Jednym z tych pięknych rozłożystych drzew naszego regionu jest mahoń. Kiedy w styczniu 2011 roku po raz pierwszy przybyłem do ówczesnego Sudanu, na pół roku przed uzyskaniem niepodległości przez najmłodsze państwo świata, czyli Sudan Południowy, pierwszym, niezatartym wspomnieniem stał się dla mnie właśnie mahoń. Potężne drzewa znajdujące się w obrębie naszej misyjnej posiadłości, szeroko rozpościerające swe konary i dające rozległy cień, zapraszały, by pod nimi spocząć. To właśnie pod jednym z nich miały miejsce wszystkie spotkania z przywódcami klanu i ludźmi z wioski. Pod drugim mahoniowym drzewem założyliśmy warzywniak.
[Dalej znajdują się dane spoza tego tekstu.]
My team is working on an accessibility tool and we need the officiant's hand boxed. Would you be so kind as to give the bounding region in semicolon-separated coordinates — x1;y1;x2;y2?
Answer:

W tym właśnie miejscu można było liczyć na konieczne naturalne ocienienie i odpowiednie warunki do wzrostu małych nasionek, by potem przenieść je do pokazowego ogrodu, który ma za zadanie unaocznić nowe metody i praktyki uprawy warzyw.

Drugim urzekającym drzewem, które znajduje się w naszej misji tuż obok budynku szkoły, jest wielkie drzewo kiełbasiane. Lokalizacja tego rzadkiego drzewa jest po prostu perfekcyjna. Cień, jaki daje, naturalnie przyciąga i zaprasza, by nieco odpocząć pod nim po podróży. Ludzie wracający z miasta przysiadają pod nim na chwilę, by ochłonąć, zanim udadzą się do wioski. To właśnie pod tym szczególnym drzewem spotykamy się z mieszkańcami wioski i w tym wyjątkowym miejscu zawsze witamy gości.
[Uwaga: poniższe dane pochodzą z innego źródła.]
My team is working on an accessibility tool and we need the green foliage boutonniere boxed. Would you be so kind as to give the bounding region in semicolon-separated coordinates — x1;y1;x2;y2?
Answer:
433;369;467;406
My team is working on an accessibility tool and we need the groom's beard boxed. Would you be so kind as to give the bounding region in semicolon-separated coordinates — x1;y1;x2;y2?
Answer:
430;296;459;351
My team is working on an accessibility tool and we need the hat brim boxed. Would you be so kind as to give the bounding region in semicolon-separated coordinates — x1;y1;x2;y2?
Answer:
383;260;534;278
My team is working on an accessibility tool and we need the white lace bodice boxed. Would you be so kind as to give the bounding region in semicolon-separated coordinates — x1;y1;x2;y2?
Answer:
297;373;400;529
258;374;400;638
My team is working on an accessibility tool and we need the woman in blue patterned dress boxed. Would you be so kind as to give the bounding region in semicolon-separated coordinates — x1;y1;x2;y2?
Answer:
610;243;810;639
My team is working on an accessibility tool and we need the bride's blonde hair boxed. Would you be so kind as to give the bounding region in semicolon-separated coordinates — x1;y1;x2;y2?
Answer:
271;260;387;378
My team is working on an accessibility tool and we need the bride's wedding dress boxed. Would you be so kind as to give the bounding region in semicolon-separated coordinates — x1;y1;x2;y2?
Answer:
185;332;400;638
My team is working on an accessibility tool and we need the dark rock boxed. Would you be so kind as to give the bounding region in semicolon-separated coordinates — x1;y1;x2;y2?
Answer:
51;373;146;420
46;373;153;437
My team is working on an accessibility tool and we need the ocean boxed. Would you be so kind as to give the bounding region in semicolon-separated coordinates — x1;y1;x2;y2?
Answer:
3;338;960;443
Kiedy poprosiłem miejscowych ludzi o nasiona tego drzewa, odmówili. Nie wiedziałem dlaczego. Okazało się, że mieszkańcy wioski są w szczególnej relacji – której natury nie rozumiałem – z tym drzewem. Roślina ta ma dla nich tak wyjątkowe znaczenie, że gdyby wzięli jej nasiona, to spotkałaby ich za to kara. Z mojej perspektywy sprawa wyglądała na lokalny przesąd, dlatego po wielu rozmowach udało mi się przekonać ludzi, że cenniejsze będzie zdobyć nasiona tego rzadkiego drzewa i posadzić w okolicy kilka nowych niż żyć w strachu przed karą, która miałaby nadejść nie wiadomo skąd, jeśli spod drzewa wzięlibyśmy nasiona, by je zasadzić dla kolejnego pokolenia, by także w przyszłości ludzie mogli pod takim drzewem usiąść i odpocząć. W obrębie misji mamy tylko dwa kiełbasiane drzewa. Pod jednym z nich założyłem szkółkę drzew owocowych i leśnych. W cieniu tego pięknego drzewa po roku pracy rośnie już ponad osiem tysięcy sadzonek. Największa radość to piętnaście gatunków drzew dających owoce, które można spożywać (papaja, guawa, mango, drzewo cytrynowe, flaszowiec, nanercz zachodni, dzika śliwa i inne), dziesięć gatunków dających twarde drewno, które będzie można wykorzystać na konstrukcje domów, oraz pięć gatunków nadających się na węgiel drzewny. W cieniu rozłożystego drzewa kiełbasianego rosną także plumeria, thevetia peruviana czy bugenwilla – drzewa i krzewy, które posłużą pszczołom, gdyż mają piękne kwiaty.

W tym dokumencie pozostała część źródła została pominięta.